Gossip – Relies upon information extracted from query logs. Query logs are analyzed for terms that searchers might use in searches following an original query. Searchers may refine their searches to try to narrow or change the scope of that original query. If several people searched for “chicken soup recipes” followed it with a search for “chicken and dumplings,” that might be offered as a query suggestion.
Submarine – This approach predicts if a term can be deleted from a query without altering the query’s meaning. For example, “how to make chicken soup” could be changed to “chicken soup,” while a search for the band “The Who” wouldn’t be changed.
Spell Checking – Checks queries for misspellings, for example “chickn” would be changed to “chicken”.
Stemming – Changes queries by bringing words down to their stem, base, or root form, such as changing “chicken soup recipes” to “chicken soup recipe.”
MODS substitutions – We’re told that this approach is “tuned to provide related advertisements.” This might involve a slight modification or substitution to the original term or terms.
Prisma – Derives candidate query suggestions by looking at documents that are related to the original query and seeing what other queries are appropriate for those documents, and may result in suggestions that do not resemble the original query.
Deletion Prediction – If a search phrase contains more than one term, and searchers who use that phrase in searches often delete one of the terms during a search session to try to get better results, information about such deletions might be tracked, and could be used later as a potential search suggestion. For more on deletion predictions, see my post User Behaviour: Deletion Predictions.
We are told that some of these approaches may work better with some queries than others:
Because individual characteristics or features such as length, dominant parts of speech, presence of geographical terms, digits, or stop words, etc., differ between search queries, different rewrite techniques are effective for particular query types.
For example, it is helpful to apply deletions to long queries such as “cheap car insurance” but not to one-word queries such as “Nintendo,” where either substitute terms or expansions are preferred. Therefore, no single QRP can successfully generate suggestions for all query types.
The patent filing is:
Learning Query Rewrite Policies
Invented by Karolina Buchner and Ralph Rabbat
US Patent Application 20090198644
Assigned to Yahoo
Published August 6, 2009
Filed: February 5, 2008
A blended query rewrite provider takes as an input a search query and produces a list of query rewrite suggestions.
The blended query rewrite provider generates suggestions by applying many individual query rewrite providers to a query. The sequence in which query rewrite providers are applied to a query is encoded in a query rewrite policy. Policies differ between query types. A policy application engine component selects which policy to apply to a given query based on the cluster to which a query belongs.
The policy application engine uses a machine-learning algorithm to assign a query to a cluster based on query features. The policy generation engine generates policies and trains the clustering algorithm used by the policy application engine offline based on training data sets and query logs.

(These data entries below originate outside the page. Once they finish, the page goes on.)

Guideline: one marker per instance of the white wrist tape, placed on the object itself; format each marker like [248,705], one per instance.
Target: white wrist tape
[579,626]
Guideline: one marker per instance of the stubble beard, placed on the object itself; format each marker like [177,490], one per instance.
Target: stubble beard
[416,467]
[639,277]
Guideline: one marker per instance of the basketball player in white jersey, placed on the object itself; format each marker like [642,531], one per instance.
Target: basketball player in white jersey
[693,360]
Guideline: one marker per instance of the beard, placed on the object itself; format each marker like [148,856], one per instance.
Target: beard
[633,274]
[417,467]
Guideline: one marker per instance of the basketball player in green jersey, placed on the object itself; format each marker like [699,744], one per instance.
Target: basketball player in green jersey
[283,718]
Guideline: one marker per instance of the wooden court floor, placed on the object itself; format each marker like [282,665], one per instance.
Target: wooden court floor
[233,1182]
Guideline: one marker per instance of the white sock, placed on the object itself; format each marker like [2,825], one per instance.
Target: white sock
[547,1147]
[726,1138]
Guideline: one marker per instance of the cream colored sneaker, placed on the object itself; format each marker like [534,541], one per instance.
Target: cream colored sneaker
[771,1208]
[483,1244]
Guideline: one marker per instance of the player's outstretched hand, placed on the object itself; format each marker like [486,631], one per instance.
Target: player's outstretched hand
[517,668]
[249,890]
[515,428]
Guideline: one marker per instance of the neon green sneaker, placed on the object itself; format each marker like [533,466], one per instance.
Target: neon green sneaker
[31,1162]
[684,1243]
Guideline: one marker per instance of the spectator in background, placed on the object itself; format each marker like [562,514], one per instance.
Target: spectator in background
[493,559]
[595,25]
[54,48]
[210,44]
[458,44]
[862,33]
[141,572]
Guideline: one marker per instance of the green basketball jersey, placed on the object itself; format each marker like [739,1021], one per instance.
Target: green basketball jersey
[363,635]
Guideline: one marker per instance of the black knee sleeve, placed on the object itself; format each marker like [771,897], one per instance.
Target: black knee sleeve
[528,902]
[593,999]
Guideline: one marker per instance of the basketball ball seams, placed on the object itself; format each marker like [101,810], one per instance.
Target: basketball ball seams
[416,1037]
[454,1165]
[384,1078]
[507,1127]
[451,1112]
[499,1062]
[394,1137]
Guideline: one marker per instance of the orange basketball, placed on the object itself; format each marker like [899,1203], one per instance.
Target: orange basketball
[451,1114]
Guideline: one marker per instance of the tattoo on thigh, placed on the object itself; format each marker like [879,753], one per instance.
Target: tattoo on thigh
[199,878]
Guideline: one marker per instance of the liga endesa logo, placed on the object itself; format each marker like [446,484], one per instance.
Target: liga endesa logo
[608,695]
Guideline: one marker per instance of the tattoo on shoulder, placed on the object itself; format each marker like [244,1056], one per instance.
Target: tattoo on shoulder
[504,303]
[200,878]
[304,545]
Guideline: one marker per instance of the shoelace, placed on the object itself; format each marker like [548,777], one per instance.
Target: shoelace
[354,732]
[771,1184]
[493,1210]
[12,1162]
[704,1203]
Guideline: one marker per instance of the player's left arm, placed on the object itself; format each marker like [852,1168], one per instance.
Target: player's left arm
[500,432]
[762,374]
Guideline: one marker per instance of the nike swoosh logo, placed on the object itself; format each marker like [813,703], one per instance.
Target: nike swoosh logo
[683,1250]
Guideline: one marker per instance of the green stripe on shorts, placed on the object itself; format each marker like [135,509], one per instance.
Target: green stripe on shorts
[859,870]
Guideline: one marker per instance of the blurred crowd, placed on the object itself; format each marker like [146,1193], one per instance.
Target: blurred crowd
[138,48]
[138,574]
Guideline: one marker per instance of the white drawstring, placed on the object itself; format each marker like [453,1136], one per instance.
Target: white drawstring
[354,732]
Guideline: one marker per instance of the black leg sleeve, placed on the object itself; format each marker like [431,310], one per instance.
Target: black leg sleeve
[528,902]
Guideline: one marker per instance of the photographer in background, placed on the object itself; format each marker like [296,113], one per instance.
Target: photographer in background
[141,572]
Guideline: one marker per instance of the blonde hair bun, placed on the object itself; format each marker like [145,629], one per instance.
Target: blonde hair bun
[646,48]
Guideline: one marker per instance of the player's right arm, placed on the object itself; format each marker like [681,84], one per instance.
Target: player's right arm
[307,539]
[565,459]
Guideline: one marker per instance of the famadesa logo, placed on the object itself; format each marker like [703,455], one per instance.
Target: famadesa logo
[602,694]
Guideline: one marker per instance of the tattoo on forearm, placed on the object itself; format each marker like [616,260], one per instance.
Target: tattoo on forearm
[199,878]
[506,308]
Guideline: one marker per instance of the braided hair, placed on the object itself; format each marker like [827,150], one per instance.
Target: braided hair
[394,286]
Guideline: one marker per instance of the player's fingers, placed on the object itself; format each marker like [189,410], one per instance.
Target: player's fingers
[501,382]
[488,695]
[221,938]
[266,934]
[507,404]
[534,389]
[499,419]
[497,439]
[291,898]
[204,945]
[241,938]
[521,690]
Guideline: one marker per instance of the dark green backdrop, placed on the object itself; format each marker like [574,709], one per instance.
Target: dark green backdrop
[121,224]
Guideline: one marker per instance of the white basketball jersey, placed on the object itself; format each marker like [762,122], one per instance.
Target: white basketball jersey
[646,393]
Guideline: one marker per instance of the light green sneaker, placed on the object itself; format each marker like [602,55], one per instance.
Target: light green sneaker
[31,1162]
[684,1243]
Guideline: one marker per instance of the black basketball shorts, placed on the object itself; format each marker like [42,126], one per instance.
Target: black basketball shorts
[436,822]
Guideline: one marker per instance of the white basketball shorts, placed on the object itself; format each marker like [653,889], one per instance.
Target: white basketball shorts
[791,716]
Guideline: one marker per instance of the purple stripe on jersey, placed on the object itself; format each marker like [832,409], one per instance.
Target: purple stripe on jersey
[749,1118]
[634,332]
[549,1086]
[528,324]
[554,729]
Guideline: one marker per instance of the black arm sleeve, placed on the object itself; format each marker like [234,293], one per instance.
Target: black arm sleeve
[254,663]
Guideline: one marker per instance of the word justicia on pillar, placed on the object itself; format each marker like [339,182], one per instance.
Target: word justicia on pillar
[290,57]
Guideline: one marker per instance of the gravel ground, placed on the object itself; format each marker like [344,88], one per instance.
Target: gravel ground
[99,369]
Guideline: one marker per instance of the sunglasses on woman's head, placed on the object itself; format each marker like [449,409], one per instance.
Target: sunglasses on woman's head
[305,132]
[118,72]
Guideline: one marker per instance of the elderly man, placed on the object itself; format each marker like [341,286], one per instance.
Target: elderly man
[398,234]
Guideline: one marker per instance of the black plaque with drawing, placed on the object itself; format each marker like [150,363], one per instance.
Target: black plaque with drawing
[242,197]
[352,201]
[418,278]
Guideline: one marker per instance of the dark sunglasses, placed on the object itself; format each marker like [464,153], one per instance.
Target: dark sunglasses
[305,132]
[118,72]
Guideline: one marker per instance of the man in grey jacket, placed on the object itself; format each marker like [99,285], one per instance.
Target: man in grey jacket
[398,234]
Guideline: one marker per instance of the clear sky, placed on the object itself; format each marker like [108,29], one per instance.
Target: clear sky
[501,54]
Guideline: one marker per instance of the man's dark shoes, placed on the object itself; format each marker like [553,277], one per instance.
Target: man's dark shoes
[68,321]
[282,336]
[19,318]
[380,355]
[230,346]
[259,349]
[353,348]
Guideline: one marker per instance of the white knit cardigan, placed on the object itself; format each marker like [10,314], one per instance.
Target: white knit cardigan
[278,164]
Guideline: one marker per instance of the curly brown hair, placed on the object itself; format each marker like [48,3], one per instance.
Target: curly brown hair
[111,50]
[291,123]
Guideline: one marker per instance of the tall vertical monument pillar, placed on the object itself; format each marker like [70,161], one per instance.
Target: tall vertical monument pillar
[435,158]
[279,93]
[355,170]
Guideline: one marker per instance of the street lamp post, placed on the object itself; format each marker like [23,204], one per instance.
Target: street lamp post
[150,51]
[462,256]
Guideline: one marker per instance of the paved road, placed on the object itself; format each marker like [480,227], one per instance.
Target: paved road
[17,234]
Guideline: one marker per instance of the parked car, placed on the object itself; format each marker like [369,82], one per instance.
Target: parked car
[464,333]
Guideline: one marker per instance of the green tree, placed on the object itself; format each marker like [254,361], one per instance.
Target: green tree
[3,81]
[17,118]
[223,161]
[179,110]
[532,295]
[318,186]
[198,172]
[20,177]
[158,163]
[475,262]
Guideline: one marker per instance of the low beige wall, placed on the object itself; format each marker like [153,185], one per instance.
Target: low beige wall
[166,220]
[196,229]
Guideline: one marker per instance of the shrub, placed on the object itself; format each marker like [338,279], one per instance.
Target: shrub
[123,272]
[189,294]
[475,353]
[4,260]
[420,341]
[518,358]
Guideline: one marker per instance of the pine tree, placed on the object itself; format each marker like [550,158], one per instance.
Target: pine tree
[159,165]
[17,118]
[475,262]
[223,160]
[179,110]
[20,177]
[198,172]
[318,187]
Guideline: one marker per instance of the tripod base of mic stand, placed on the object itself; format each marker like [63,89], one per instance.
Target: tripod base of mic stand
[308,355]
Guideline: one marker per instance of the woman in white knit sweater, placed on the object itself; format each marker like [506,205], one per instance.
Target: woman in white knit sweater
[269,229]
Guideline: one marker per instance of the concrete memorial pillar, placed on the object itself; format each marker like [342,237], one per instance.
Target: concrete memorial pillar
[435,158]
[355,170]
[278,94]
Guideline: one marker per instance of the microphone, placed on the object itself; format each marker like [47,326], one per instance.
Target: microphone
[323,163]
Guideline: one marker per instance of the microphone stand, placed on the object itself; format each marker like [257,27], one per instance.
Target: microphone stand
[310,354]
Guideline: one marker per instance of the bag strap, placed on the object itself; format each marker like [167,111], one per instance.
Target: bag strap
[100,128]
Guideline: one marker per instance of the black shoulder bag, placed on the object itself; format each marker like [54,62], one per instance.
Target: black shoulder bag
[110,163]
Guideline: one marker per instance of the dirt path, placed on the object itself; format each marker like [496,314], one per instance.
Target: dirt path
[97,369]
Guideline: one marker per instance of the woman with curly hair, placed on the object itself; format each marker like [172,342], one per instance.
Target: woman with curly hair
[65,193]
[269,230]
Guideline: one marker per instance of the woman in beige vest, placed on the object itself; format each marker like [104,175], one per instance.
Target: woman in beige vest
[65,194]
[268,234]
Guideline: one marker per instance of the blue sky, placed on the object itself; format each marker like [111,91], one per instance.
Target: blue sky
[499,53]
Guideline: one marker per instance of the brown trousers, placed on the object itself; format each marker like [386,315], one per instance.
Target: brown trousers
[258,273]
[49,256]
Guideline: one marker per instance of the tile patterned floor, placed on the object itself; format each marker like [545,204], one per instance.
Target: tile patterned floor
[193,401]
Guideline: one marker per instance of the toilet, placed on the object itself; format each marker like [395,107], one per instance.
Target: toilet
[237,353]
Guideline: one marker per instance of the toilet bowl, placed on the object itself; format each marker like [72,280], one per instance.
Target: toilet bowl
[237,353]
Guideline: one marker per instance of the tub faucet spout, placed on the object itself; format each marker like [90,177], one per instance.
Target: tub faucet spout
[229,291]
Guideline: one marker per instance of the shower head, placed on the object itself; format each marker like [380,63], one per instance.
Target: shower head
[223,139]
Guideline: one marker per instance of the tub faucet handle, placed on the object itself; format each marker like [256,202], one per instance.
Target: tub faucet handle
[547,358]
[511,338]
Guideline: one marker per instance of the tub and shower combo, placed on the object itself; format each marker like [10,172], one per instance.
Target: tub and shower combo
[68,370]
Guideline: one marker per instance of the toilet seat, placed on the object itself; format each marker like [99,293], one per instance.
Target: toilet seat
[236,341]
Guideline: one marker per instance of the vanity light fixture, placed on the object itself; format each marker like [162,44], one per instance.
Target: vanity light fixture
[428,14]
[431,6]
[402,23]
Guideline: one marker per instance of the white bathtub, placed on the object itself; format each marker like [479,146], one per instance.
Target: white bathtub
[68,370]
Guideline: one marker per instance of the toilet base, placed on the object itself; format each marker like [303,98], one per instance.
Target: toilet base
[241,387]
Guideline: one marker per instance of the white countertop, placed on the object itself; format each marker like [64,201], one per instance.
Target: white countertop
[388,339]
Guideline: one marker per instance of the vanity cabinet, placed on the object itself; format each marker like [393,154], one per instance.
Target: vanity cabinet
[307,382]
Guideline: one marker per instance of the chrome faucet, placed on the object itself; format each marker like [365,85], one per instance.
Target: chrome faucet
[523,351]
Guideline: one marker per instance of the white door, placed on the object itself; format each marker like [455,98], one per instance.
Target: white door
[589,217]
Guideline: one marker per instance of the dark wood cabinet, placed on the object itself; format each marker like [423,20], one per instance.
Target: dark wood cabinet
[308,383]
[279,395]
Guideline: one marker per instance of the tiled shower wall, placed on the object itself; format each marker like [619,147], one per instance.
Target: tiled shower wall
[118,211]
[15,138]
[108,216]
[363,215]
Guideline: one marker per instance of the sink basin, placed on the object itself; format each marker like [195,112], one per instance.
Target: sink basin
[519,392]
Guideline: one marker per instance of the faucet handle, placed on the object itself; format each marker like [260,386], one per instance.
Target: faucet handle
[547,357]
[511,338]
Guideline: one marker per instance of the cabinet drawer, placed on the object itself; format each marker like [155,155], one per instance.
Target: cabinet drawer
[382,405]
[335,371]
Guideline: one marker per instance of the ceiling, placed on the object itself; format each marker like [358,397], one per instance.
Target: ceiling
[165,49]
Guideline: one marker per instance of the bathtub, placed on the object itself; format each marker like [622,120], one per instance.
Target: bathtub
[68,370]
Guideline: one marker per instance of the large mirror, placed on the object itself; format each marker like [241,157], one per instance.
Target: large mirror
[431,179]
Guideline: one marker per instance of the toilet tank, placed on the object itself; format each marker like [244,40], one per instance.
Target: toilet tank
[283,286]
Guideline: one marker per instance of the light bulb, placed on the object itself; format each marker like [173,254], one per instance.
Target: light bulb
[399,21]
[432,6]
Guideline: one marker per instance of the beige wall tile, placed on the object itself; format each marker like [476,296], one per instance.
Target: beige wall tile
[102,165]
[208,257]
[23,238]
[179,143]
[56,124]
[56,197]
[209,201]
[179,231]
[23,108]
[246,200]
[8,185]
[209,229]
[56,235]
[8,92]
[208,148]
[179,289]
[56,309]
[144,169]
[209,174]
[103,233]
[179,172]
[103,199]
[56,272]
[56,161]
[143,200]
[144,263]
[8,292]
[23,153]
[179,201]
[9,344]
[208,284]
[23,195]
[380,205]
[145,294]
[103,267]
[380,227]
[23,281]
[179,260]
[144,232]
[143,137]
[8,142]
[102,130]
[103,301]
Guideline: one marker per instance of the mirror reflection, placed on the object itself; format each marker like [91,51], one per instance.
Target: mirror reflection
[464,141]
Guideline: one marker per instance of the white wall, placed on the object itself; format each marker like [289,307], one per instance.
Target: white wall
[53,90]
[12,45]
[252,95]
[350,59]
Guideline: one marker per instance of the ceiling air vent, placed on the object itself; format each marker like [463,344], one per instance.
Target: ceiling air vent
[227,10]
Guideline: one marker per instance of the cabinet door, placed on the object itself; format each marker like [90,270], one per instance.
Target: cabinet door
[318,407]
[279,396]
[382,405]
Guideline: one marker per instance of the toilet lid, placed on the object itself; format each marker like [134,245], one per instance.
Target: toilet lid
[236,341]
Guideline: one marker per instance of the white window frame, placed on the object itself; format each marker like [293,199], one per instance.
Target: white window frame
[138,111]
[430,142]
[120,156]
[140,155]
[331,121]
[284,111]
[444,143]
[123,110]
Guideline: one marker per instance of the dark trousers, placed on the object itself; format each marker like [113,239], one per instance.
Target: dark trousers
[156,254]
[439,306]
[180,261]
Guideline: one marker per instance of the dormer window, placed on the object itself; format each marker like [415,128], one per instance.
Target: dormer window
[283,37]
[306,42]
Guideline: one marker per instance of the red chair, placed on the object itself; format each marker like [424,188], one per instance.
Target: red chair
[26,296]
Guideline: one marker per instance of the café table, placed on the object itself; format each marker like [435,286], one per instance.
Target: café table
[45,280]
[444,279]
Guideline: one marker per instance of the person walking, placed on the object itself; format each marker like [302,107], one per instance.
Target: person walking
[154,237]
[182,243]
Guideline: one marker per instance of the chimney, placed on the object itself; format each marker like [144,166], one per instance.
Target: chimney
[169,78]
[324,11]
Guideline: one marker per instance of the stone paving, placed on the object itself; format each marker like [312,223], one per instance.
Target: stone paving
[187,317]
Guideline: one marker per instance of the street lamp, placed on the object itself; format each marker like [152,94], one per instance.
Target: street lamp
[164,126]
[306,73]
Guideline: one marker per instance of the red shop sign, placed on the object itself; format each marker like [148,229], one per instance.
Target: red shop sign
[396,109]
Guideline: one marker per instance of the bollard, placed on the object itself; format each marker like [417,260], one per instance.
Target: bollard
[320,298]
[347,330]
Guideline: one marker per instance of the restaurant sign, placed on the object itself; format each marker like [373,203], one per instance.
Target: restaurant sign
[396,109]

There can be many different ways to put together a query to find information through a search engine. The query suggestions or refinements that search engines offer can make searches easier for searchers.
They can also provide ideas for people who are creating the content for web pages on related words and topics that they might want to consider for the pages of their sites. Knowing about some of the search suggestion strategies that a search engine like Yahoo might try to use can give some insight into why certain suggestions may have been offered to searchers.